Japanese labor leader (1887–1981)

Kanson Arahata (荒畑 寒村, Arahata Kanson), real name Katsuzō Arahata (荒畑 勝三, Arahata Katsuzō), was a Japanese politician and writer active in the socialist and labor movements.

Born in Kanagawa Prefecture, he converted to socialism in 1904 while working at the Yokosuka Naval Arsenal, where he read anti-war pamphlets by Kōtoku Shūsui, Sakai Toshihiko, and other socialists. After the Russo-Japanese War, Arahata wrote for numerous socialist publications; his account of the Ashio Copper Mine incident is considered a classic of Japanese journalism. In 1922, Arahata helped found the Japanese Communist Party.
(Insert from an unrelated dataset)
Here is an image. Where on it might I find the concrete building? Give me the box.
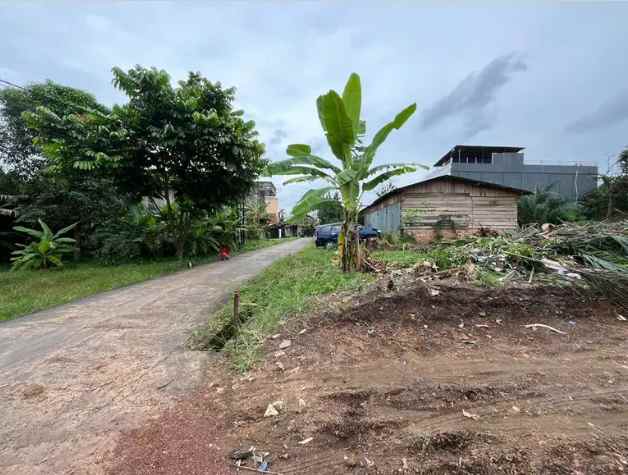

In 1937, he was arrested as part of the Japanese government's crackdown on socialists and communists and spent the following years in prison.
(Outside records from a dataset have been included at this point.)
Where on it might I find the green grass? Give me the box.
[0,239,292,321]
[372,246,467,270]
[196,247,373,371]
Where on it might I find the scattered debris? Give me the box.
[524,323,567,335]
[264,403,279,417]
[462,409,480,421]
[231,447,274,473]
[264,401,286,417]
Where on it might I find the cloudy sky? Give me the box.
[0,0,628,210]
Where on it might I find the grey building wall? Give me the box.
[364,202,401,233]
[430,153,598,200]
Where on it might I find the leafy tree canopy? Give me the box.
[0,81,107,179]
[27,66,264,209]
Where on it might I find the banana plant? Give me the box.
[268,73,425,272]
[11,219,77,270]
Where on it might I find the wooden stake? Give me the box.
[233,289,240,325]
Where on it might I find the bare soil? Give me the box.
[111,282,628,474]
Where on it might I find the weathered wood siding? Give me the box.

After World War II, he served on numerous labor committees, and was elected the first chairman of the National Trade Union of Metal and Engineering Workers. He also helped found the Japan Socialist Party in 1945, joining its Central Committee in 1947 and winning elections to the National Diet on its slate in 1946 and 1947. In 1948, Arahata's opposition to the party's approval of postal, tobacco tax, and train fare increases led him to leave its ranks. After a failed attempt to create a new socialist party, he lost his seat in the Diet in the 1949 election. In 1951, Arahata withdrew from active involvement in the socialist and labor movements, but continued to write and exercise influence. He died in 1981.